Dessert in France comes after cheese (not before as in the UK) and is generally quite small. Do not go into the meal expecting to leave lots of space in your stomach for a huge, sugary banana split ice cream or a sticky toffee pudding and custard. Instead, dessert might consist of some light pastries, chocolate, or small crème brûlée (when eating crème brûlée it’s considered elegant to tap the burnt sugar layer to break it first, rather than just shoving your spoon into the dish).

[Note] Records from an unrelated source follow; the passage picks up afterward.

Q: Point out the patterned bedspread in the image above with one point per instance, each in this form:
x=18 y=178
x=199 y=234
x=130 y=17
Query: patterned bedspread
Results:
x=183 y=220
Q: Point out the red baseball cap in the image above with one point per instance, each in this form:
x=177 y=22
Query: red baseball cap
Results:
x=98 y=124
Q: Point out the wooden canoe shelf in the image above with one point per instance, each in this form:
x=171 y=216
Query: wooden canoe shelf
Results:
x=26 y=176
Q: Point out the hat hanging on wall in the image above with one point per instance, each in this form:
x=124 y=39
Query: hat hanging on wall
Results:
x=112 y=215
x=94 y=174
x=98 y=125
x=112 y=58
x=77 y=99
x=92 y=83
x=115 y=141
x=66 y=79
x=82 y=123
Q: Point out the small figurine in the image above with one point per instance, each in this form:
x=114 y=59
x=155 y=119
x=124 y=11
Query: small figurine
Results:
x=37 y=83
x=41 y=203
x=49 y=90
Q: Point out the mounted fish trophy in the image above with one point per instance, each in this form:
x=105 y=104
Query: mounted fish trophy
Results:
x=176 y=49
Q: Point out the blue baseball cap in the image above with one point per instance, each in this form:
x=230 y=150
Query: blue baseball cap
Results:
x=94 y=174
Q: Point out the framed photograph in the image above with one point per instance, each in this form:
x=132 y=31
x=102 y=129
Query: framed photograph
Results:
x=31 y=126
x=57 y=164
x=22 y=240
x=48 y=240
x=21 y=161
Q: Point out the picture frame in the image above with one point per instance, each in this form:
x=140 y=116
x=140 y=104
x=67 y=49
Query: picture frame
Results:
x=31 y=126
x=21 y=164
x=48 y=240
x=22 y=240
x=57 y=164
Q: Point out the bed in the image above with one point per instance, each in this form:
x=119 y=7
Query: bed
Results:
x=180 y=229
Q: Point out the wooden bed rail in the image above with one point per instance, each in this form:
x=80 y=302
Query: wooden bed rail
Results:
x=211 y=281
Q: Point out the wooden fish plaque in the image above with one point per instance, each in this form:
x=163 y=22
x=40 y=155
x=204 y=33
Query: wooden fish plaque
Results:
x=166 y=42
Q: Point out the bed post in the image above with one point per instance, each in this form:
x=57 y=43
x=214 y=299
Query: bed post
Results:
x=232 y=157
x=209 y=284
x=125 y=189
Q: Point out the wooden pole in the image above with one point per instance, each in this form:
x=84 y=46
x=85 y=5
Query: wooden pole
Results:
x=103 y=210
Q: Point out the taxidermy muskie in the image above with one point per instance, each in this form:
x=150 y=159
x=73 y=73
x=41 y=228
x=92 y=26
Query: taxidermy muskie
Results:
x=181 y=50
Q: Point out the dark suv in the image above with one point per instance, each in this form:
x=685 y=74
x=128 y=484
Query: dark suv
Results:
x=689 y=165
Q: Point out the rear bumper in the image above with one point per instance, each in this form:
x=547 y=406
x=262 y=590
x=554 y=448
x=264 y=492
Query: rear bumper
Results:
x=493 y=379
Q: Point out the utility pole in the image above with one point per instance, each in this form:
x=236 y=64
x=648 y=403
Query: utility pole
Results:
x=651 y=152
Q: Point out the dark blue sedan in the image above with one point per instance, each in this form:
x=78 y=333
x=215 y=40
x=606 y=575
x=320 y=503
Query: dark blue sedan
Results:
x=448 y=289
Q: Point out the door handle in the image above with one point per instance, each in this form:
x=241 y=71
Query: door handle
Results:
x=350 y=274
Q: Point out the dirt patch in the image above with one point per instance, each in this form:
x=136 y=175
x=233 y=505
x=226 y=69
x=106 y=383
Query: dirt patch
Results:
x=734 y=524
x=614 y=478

While eating dessert, you might be offered a sweet wine, like one from Sauternes.

Step 6: Coffee

At this point, it might be pretty late at night, but you will likely still be offered a coffee. Typically, this will be an espresso. If you want a little dash of milk in your short coffee, you can always ask for a noisette

Step 7: Digestif

This is the true end to the meal. Now that you have finished eating, and you’ve likely had a few glasses of wine, your host might put away the wine and take out a bottle of Cognac, Amagnac or similar.

The digestif is meant to settle your stomach, and they’re usually pretty strong so be careful if you have to be up early the next morning. Depending on where you are in France you will often be offered a local speciality like a Calvados (apple brandy) if you’re in Normandy.

Digestif: Do France’s after-dinner drinks actually help to settle your stomach?

Children

If you’re invited for a family meal, expect that the children will eat with you and will probably eat the same thing.

Depending on the age, the children might go away and play while the adults have the cheese and dessert courses and continue to chat but it’s usual for even young children to sit at the table and eat the first course and main course with their parents.